Wir wollen nicht fragen, ob es einen Standpunkt geben müsse, von welchem aus, wenn er uns zugänglich wäre, Natur und System als Bild und Gegenbild einander entsprechend erscheinen würden. Wir wollen nicht untersuchen, ob dieser Standpunkt, wenn er existiert, dem Menschen durchaus unerreichbar sei. Erreicht ist er noch nicht, das ist gewiß; was immer die Naturforscher, namentlich die Botaniker in ihrem Bezirk versucht haben, den angedeuteten Widerspruch zu lösen: bald waren es mehr oder minder die Natur beengende Systeme, bald mehr oder minder die Wissenschaft mystifizierende Naturverkündigungen.

Linnés Leistungen sind früher in diesen Heften auch wohl an andern Orten, treffend gewürdigt. Seine Zeit liegt schon weiter zurück, die Botanik hat seitdem vielleicht den größten Umschwung erfahren, dessen sie fähig war, beides erleichtert die richtige Schätzung Linnéischer Botanik und ihrer Bedeutsamkeit für Naturwissenschaft überhaupt.

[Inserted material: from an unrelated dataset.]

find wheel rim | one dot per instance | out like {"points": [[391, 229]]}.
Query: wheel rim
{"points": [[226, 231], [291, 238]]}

Neuer unter uns ist die Idee der Metamorphose, sie beherrscht noch mit der Gewalt des ersten Eindrucks die Gemüter, deren sie sich bemächtigte; weit schwerer, wenn nicht unmöglich, ist daher schon jetzt vorauszusehen, wohin sie die Wissenschaft führen werde. An Zeichen fehlt es indessen nicht, welche befürchten lassen, daß man auch ihr, wie früher dem Sexualsystem, eine zeitlang unbedingt huldigen und zu einem Äußersten fortschreiten werde, von dem abermals nur der reine Gegensatz ins Gleichgewicht zurückrufen kann.

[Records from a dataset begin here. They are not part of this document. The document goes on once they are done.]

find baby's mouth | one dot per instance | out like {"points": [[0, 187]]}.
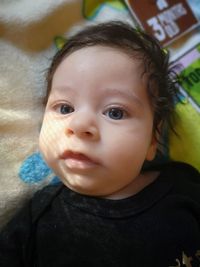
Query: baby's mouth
{"points": [[78, 161]]}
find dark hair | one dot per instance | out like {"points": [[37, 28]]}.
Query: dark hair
{"points": [[161, 82]]}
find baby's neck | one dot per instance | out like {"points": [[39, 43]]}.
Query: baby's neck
{"points": [[139, 183]]}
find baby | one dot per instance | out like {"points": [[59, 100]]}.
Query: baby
{"points": [[109, 94]]}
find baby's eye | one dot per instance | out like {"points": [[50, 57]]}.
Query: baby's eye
{"points": [[65, 109], [115, 113]]}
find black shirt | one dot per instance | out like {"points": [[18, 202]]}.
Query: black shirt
{"points": [[158, 227]]}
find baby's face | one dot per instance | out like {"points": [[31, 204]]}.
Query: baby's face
{"points": [[98, 122]]}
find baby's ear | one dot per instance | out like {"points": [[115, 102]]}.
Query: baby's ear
{"points": [[151, 152]]}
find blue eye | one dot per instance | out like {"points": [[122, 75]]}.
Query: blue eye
{"points": [[66, 109], [115, 113]]}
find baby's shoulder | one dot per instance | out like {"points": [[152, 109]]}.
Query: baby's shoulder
{"points": [[185, 179], [43, 198]]}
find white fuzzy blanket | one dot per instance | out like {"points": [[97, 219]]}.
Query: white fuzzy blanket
{"points": [[27, 33]]}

Die Idee der Metamorphose ist eine höchst ehrwürdige, aber zugleich höchst gefährliche Gabe von oben. Sie führt ins Formlose, zerstört das Wissen, löst es auf. Sie ist gleich einer vis centrifuga, und würde sich ins Unendliche verlieren, wäre ihr nicht ein Gegengewicht zugegeben. So warnt uns Goethe selbst, nachdem er die erstarrte Wissenschaft durch den Götterfunken jener Idee neu belebt, vor den Gefahren, welche diese Gabe mit sich führt. So erkannte einst Linné, nachdem er das Chaos, das er vorfand, geordnet, zuerst die wahre Bedeutung seines Systems, und warnte seine Schüler, wiewohl vergeblich, vor dessen Mißbrauch.

Das unerläßliche Gegengewicht wird nun näher bezeichnet. Es ist der Spezifikationstrieb, das zähe Beharrlichkeitsvermögen dessen, was einmal zur Wirklichkeit gekommen; eine vis centripeta, welcher in ihrem tiefsten Grunde keine Äußerlichkeit etwas anhaben kann.

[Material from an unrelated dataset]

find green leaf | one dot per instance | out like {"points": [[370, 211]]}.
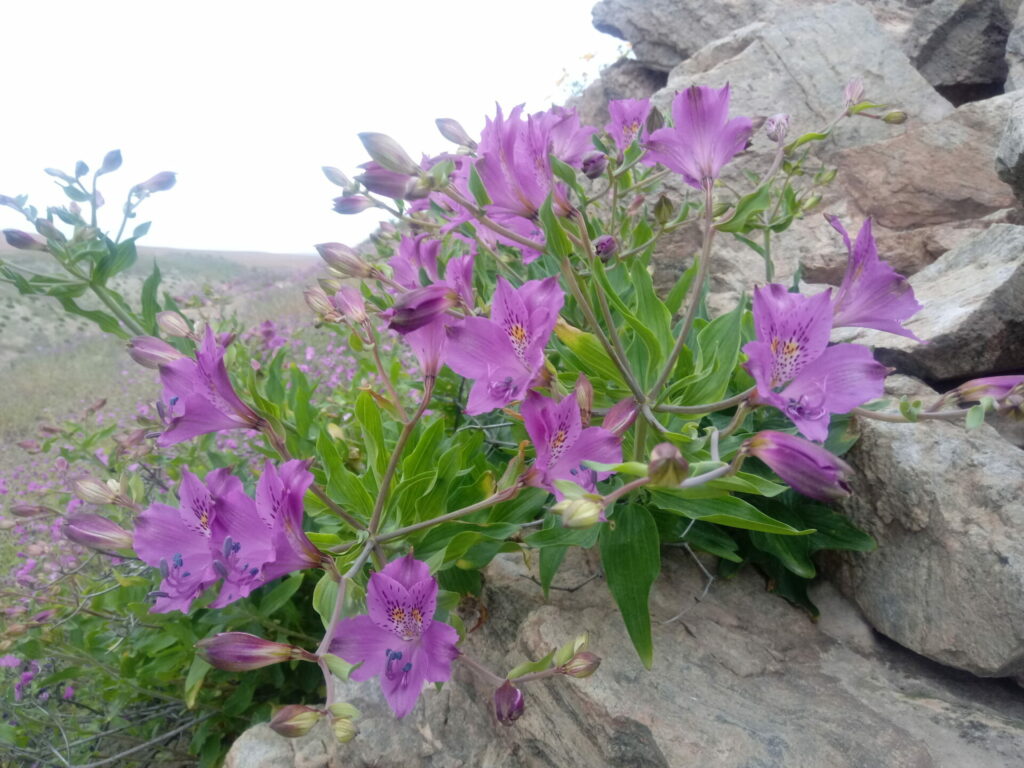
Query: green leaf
{"points": [[630, 552]]}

Wir begegnen hier einem zweiten Widerspruch, der dem ersten völlig analog ist, doch so, daß beide in umgekehrtem Verhältnis zueinander stehen. In der Forderung eines natürlichen Systems scheint der menschliche Verstand seine Grenzen zu überschreiten, ohne doch die Forderung selbst aufgeben zu können. Ein Beharrlichkeitsvermögen in der Natur scheint den Strom des Lebens hemmen zu wollen; und doch ist in ihr etwas Beharrliches, der unbefangene Beobachter muß es anerkennen. Als auffallendere Beispiele dafür in der Pflanzenwelt möchte ich am liebsten solche Pflanzen nennen, die man ihrer reinen Eigentümlichkeit wegen mit andern nicht einmal in eine Gattung, oft kaum in eine Familie vereinigen kann. Dahin gehören Aphyteia Hydnora, Buxbaumia aphylia, Isoëtes lacustris, Schmidtia utriculosa, Aphyllanthes monspeliensis, Coris monspeliensis, Hippuris vulgaris, Adoxa Moschatellina, Tamarindus indica, Schizandra coccinea, Xanthorrhiza apiifolia, und sehr viele andere.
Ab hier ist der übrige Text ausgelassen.